Wie ist es aber mit der Allgemeinbeleuchtung? Welchen Lampen müssen wir nachweinen? Ein Papier, das ich in den alten Tagungsbänden der LiTG gefunden habe, hat mir jegliche wehmütige Erinnerung madig gemacht. Das Bild stammt aus "Licht '86", eine Tagung in Baden bei Wien. Es zeigt die UV- Entwicklung von damals üblichen und modernen Lampen. (Vorsicht: UV-A wird in %, UV-B in Promille und UV-C in Zehntelpromille abgebildet)
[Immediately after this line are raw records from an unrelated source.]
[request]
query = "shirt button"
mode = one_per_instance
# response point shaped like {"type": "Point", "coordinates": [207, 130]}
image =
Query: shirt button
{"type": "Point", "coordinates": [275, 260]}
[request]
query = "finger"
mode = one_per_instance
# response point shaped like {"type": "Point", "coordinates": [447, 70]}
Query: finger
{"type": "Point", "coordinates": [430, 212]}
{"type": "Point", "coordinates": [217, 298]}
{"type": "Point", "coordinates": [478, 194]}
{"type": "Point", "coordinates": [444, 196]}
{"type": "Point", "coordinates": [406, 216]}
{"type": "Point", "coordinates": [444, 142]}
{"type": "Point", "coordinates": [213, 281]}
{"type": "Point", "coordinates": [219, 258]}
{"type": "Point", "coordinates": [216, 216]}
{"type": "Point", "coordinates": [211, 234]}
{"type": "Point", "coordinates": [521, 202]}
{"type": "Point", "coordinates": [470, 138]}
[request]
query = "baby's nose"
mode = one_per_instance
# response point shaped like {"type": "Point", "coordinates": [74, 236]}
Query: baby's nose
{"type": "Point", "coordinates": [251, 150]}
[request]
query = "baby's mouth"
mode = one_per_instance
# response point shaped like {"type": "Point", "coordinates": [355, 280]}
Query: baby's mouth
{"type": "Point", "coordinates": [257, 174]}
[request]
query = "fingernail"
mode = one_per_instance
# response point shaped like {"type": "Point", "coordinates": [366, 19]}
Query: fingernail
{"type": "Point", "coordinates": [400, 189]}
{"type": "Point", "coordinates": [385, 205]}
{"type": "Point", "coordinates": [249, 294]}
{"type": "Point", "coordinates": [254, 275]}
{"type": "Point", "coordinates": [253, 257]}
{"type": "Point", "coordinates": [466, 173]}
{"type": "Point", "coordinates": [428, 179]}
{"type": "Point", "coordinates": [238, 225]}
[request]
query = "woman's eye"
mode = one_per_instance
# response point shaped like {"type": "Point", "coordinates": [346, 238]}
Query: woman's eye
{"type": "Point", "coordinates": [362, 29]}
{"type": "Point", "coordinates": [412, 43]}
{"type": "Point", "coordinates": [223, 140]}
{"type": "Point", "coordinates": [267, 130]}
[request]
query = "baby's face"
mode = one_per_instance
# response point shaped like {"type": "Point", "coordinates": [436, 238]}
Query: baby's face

Egal, was man auch tat, wurde eine unerwünschte Strahlung mit erzeugt. Zu erwähnen wäre, dass UV-C hoch gefährlich ist und natürlich nur im Weltraum vorkommt. Auf Erden wird es zum Abtöten von Keimen erzeugt, aber streng abgeschirmt von Lebewesen. Alle Konterbande muss vernichtet werden, so gut es geht. Der Autor schreibt: "Die Möglichkeiten der Einflussnahme auf die ultravioletten Anteile im Grundspektrum der Lampe sind gering. Das primäre Entwicklungsziel sind die Eigenschaften im Sichtbaren. Verbesserungen in diesem Bereich bringen meist zwangsläufig Änderungen im UV mit sich."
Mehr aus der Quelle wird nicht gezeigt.